A 5 month old infant presented to referring hospital with respiratory distress and growth faltering. Growth faltering investigations included an echocardiogram which showed large PDA with left to right shunt, mild to moderate mitral regurgitation, dilated left atrium and left ventricle. She was referred to our cardiac surgical centre for duct ligation.
She underwent PDA ligation and developed ventricular fibrillation post operatively. The infant was defibrillated and converted to sinus rhythm. An ECG showed features of global ischaemia. Trans-thoracic echocardiogram revealed an Anomalous Left Coronary Artery from Pulmonary Artery (ALCAPA). The anomalous coronary artery was reimplanted into the aortic root. She made a good recovery post-operatively after three day intensive care.
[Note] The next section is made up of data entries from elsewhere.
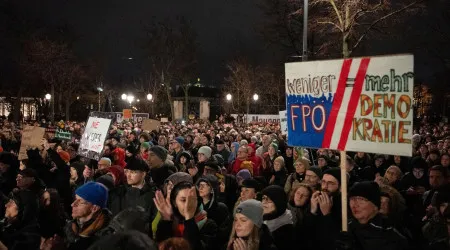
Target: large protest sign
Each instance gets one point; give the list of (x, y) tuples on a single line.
[(360, 104), (283, 122), (91, 143), (31, 138)]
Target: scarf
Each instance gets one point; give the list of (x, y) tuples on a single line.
[(200, 218), (284, 219)]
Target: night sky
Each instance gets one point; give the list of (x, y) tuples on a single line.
[(111, 31)]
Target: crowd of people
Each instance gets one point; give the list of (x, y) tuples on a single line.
[(217, 186)]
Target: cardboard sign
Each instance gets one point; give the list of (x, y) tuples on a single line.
[(150, 125), (63, 134), (127, 114), (360, 104), (94, 136), (31, 138), (283, 122)]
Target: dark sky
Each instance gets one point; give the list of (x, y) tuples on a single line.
[(114, 30)]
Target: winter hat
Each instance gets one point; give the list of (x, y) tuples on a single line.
[(160, 152), (118, 173), (186, 155), (367, 189), (137, 164), (207, 151), (94, 193), (106, 180), (252, 209), (317, 171), (179, 177), (244, 174), (64, 156), (275, 146), (180, 140), (277, 195), (335, 172)]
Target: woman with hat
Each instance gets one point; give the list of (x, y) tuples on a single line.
[(183, 216), (248, 230), (277, 217)]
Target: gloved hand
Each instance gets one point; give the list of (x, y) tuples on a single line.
[(345, 241)]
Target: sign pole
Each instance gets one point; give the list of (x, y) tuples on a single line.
[(344, 190)]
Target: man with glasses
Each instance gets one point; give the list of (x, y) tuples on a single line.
[(89, 215)]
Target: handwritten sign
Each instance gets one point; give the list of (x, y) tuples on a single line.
[(31, 138), (63, 134), (360, 104), (94, 136)]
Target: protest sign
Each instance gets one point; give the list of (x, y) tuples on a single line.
[(127, 114), (360, 104), (91, 143), (63, 134), (31, 138), (150, 125), (283, 122)]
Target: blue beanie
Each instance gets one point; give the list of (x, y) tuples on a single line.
[(94, 193)]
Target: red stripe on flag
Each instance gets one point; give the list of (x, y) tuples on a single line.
[(353, 103), (338, 96)]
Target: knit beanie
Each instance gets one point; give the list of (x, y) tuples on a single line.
[(207, 151), (317, 171), (137, 164), (277, 195), (94, 193), (252, 209), (367, 189), (160, 152), (335, 172)]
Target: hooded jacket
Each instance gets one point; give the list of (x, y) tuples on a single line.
[(216, 210), (23, 232)]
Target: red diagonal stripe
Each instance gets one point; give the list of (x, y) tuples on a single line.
[(353, 103), (337, 101)]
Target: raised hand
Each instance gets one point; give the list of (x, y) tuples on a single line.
[(163, 205), (191, 204)]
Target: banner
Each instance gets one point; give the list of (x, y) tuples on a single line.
[(127, 114), (93, 139), (31, 138), (283, 122), (259, 118), (360, 104), (63, 134)]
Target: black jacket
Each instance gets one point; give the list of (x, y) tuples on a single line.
[(375, 235), (203, 239), (124, 197)]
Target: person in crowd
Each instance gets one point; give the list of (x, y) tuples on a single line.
[(394, 175), (248, 230), (223, 151), (20, 229), (159, 169), (268, 161), (177, 146), (183, 216), (301, 166), (277, 217), (89, 214), (326, 209), (313, 177), (369, 230), (136, 193), (208, 189), (279, 175)]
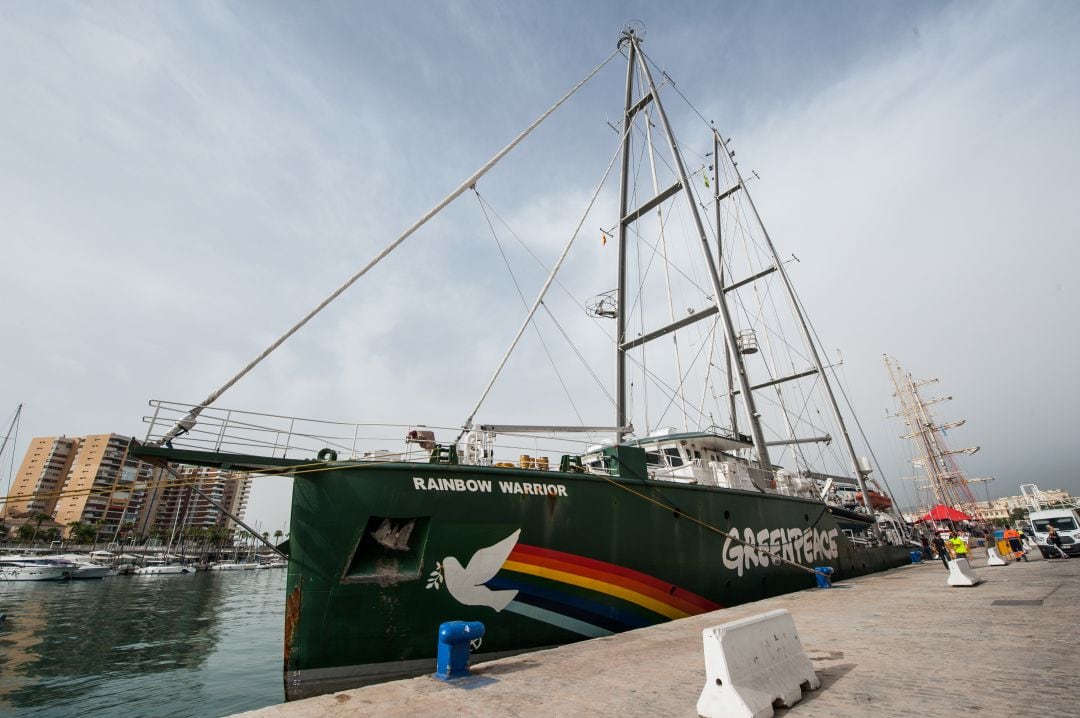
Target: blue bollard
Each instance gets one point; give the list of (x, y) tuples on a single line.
[(451, 660), (823, 573)]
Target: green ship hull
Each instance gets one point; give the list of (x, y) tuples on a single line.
[(541, 558)]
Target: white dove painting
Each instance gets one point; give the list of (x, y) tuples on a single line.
[(466, 583)]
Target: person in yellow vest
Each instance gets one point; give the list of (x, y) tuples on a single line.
[(1015, 543), (957, 545)]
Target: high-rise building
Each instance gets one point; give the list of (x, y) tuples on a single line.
[(92, 479), (104, 485), (44, 469), (174, 502)]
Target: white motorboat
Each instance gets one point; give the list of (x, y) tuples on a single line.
[(233, 567), (85, 568), (160, 568), (32, 570)]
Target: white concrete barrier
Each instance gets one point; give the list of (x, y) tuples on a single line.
[(960, 573), (752, 663)]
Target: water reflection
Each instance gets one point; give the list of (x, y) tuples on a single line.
[(140, 644)]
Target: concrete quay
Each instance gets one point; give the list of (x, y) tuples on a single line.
[(896, 644)]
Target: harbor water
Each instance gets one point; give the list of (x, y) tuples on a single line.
[(203, 645)]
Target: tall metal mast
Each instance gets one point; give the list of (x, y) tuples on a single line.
[(810, 343), (630, 40), (947, 481), (620, 367), (732, 415)]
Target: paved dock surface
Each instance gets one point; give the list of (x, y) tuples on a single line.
[(895, 644)]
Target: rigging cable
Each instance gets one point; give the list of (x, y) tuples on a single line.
[(543, 292), (525, 302), (187, 422)]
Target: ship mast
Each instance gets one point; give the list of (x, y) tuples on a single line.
[(947, 481), (628, 217)]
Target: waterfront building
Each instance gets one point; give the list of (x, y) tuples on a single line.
[(93, 481), (105, 487), (174, 502), (44, 469), (999, 511)]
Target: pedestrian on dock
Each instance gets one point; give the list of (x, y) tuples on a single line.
[(942, 550), (958, 545), (1015, 543), (1055, 541)]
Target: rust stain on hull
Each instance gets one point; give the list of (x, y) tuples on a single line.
[(292, 615)]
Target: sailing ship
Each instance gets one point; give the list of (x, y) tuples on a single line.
[(555, 533)]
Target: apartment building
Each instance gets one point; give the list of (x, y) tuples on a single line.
[(174, 502), (92, 479), (44, 469)]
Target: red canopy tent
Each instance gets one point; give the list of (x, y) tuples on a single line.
[(943, 513)]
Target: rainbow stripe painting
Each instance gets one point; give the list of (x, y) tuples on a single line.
[(589, 597)]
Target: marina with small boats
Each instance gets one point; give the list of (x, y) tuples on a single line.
[(615, 392)]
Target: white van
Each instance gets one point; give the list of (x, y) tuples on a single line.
[(1067, 524)]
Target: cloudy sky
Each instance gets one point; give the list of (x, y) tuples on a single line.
[(180, 181)]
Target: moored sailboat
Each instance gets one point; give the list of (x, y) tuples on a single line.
[(598, 528)]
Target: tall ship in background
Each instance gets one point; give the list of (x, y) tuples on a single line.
[(946, 484), (726, 474)]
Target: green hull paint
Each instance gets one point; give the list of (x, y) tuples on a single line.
[(366, 613)]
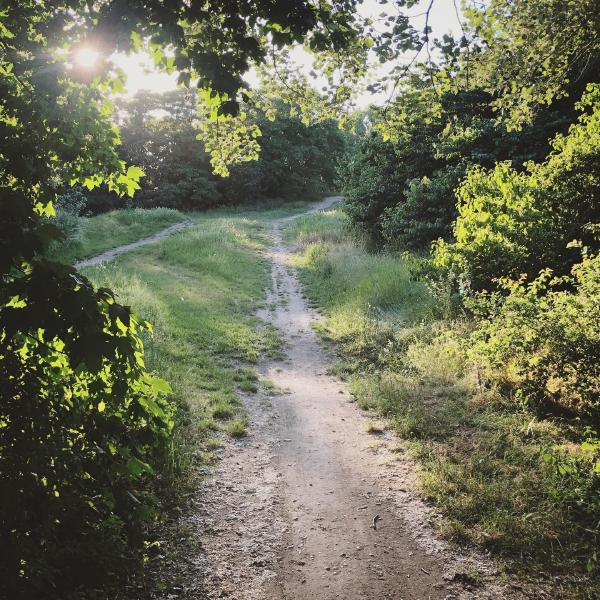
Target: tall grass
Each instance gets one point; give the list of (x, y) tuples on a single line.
[(484, 462), (103, 232), (200, 289)]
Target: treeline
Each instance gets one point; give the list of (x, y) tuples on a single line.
[(489, 171), (158, 134)]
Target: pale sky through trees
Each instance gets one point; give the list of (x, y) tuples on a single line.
[(141, 74)]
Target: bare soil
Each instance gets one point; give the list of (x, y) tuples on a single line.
[(114, 252), (310, 505)]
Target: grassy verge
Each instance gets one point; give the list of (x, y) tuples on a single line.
[(200, 289), (103, 232), (484, 463)]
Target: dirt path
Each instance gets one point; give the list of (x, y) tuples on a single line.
[(114, 252), (288, 512)]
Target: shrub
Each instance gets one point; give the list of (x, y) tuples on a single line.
[(542, 342), (83, 430), (426, 213), (511, 223), (69, 207)]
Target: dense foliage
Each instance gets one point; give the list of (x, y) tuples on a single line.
[(490, 159), (84, 428), (513, 223)]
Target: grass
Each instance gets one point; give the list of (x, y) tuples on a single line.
[(115, 228), (480, 460), (200, 289)]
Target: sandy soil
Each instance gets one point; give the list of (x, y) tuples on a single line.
[(311, 505)]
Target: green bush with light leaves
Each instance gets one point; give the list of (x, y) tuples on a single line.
[(512, 223), (82, 427), (85, 430)]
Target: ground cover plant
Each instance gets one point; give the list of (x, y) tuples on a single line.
[(487, 147), (505, 475), (87, 236), (205, 339)]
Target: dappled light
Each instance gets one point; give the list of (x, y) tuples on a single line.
[(299, 300)]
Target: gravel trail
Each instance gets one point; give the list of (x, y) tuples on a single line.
[(310, 505)]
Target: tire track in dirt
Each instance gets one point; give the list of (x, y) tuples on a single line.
[(288, 514), (114, 252)]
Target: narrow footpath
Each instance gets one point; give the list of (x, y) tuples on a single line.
[(311, 505)]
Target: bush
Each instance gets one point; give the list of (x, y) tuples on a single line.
[(84, 431), (426, 213), (511, 223), (542, 342), (69, 207)]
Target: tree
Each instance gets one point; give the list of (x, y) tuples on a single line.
[(83, 425)]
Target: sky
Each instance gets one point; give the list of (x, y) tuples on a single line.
[(141, 74)]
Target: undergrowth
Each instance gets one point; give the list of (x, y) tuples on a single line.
[(99, 233), (200, 289), (503, 476)]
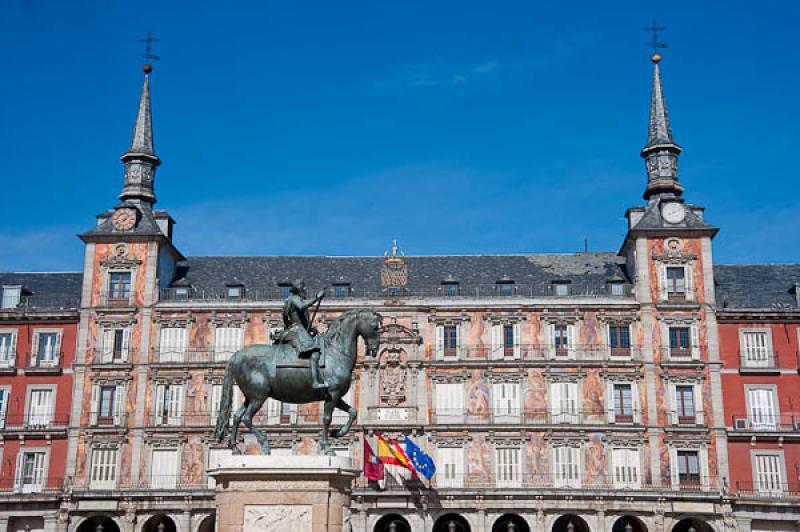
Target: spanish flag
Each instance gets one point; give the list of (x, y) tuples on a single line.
[(390, 453)]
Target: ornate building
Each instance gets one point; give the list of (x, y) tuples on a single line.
[(563, 392)]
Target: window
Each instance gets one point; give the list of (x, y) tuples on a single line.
[(227, 340), (234, 292), (8, 349), (684, 404), (679, 341), (164, 468), (40, 407), (11, 296), (449, 402), (675, 282), (341, 291), (181, 293), (450, 467), (688, 468), (119, 286), (619, 340), (508, 468), (169, 404), (564, 402), (616, 288), (172, 344), (4, 396), (762, 410), (769, 472), (450, 289), (561, 288), (566, 467), (505, 288), (506, 399), (47, 346), (30, 471), (115, 345), (756, 349), (623, 403), (104, 469), (626, 464)]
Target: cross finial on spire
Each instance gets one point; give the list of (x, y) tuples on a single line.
[(655, 44)]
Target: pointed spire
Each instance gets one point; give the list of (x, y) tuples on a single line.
[(140, 159), (661, 152)]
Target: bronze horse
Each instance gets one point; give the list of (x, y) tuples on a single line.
[(263, 371)]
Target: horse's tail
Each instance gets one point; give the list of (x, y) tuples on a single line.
[(224, 413)]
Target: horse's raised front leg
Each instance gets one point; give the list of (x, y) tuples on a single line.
[(237, 417), (247, 419), (327, 416), (344, 429)]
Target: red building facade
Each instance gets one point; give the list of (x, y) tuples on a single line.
[(38, 326)]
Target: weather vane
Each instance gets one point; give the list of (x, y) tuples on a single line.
[(148, 47)]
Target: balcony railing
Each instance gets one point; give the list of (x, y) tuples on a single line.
[(766, 423), (536, 417), (36, 422), (758, 360), (581, 289), (600, 482), (43, 361)]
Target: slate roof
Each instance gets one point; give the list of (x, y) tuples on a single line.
[(46, 291), (587, 272), (757, 286)]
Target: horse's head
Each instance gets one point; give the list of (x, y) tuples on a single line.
[(369, 328)]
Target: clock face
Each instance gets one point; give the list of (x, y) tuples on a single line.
[(673, 212), (124, 219)]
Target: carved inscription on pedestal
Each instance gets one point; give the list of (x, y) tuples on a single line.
[(274, 518)]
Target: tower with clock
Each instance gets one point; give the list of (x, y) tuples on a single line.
[(669, 256)]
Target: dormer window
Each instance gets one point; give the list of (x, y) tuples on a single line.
[(11, 296), (561, 288), (505, 288), (234, 292), (450, 288), (341, 290)]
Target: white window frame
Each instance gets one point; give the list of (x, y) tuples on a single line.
[(162, 481), (626, 472), (450, 467), (506, 402), (761, 481), (508, 473), (110, 469), (34, 487), (42, 419), (753, 356), (8, 355), (765, 420), (449, 402), (568, 476)]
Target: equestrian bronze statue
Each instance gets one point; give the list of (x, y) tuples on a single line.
[(283, 372)]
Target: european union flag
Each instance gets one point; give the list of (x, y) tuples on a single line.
[(421, 461)]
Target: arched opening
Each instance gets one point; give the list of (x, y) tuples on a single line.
[(628, 523), (392, 523), (570, 523), (451, 523), (99, 523), (510, 523), (692, 524), (25, 524), (207, 524), (159, 523)]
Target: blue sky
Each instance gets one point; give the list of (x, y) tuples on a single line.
[(455, 127)]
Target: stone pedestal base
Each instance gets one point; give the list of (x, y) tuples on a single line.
[(280, 493)]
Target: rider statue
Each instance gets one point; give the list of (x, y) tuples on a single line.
[(298, 330)]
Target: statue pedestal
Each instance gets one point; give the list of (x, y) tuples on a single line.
[(279, 493)]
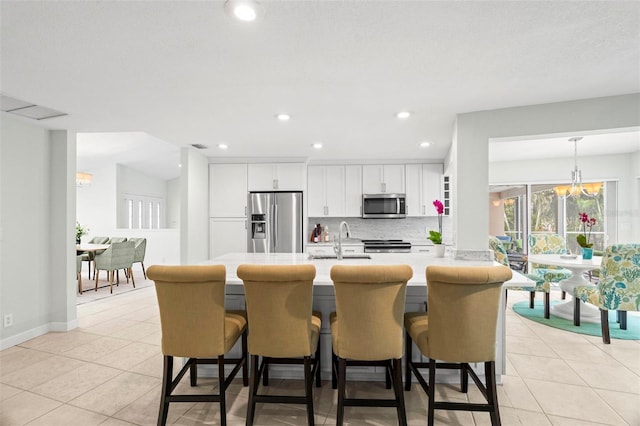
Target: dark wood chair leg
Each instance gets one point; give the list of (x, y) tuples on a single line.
[(245, 364), (193, 372), (604, 320), (222, 391), (408, 350), (334, 370), (167, 376), (253, 390), (492, 393), (397, 387), (547, 304), (308, 384), (464, 378), (342, 382), (431, 393)]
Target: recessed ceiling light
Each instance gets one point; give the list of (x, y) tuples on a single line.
[(244, 10)]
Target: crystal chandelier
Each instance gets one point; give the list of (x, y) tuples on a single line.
[(577, 188)]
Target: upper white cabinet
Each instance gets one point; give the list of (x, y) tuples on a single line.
[(353, 191), (387, 178), (277, 177), (326, 191), (227, 190), (423, 187)]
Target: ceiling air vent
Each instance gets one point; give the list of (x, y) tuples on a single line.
[(27, 109)]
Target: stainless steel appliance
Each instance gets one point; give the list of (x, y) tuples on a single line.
[(384, 206), (275, 222), (386, 246)]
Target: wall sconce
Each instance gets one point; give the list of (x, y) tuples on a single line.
[(83, 179)]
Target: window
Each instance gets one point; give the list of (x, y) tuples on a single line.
[(144, 212)]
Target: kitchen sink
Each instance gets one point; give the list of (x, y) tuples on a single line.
[(335, 256)]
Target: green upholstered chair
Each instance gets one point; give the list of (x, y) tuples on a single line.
[(367, 329), (117, 256), (500, 255), (79, 272), (88, 257), (283, 329), (141, 248), (196, 326), (458, 329), (548, 243), (618, 288)]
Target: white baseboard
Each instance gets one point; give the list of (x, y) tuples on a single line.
[(8, 342)]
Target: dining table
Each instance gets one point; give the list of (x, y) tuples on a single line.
[(578, 266)]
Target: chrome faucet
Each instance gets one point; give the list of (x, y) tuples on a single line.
[(338, 248)]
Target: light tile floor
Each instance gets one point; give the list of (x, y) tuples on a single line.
[(108, 372)]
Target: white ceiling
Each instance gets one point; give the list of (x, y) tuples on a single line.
[(184, 72)]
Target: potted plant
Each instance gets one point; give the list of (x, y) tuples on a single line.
[(80, 231), (584, 239), (436, 236)]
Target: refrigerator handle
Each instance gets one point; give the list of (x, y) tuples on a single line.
[(274, 221)]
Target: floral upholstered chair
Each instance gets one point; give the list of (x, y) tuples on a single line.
[(500, 255), (618, 288), (548, 244)]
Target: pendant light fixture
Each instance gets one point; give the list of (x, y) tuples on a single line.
[(244, 10), (577, 188)]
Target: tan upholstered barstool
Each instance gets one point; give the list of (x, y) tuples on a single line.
[(283, 329), (367, 328), (195, 325), (458, 329)]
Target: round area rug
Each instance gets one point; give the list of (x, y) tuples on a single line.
[(537, 314)]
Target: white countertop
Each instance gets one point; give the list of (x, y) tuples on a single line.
[(417, 261)]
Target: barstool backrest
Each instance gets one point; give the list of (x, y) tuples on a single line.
[(370, 303), (192, 313), (463, 305), (279, 307)]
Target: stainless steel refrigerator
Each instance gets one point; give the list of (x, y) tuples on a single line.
[(275, 220)]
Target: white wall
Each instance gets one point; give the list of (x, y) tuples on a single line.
[(194, 207), (37, 262), (470, 151)]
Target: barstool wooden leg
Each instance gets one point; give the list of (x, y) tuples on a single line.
[(342, 382), (397, 387), (253, 390), (308, 390)]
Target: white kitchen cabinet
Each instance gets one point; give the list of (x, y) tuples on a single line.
[(422, 188), (227, 235), (383, 178), (276, 177), (227, 190), (326, 191), (353, 191)]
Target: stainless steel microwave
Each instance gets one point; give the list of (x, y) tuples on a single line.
[(384, 206)]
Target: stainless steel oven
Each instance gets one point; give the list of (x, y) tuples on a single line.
[(384, 206)]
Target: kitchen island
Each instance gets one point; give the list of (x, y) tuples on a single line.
[(325, 303)]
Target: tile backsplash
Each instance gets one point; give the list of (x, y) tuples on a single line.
[(411, 228)]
Clinical features of ALCAPA are generally due to myocardial ischaemia secondary to low pressure coronary circulation and poorly oxygenated blood1. In our patient, the presence of a large PDA prevented fall in pulmonary artery pressure and maintained the antegrade blood flow to the left coronary artery until it was ligated.
ALCAPA is a rare cardiac anomaly occurring in one of 300 000 live births1. It is usually an isolated anomaly, but rarely be associated with other left to right shunts1,–,3. ALCAPA should be considered when ischaemia follows an acute reduction in pulmonary artery pressure. Previous reports have described fatal outcomes after ligation of a PDA in patients with undiagnosed ALCAPA2,3. Our case once again emphasises the importance of demonstrating the coronary artery anatomy in all patients before surgical closure of left to right shunt lesions.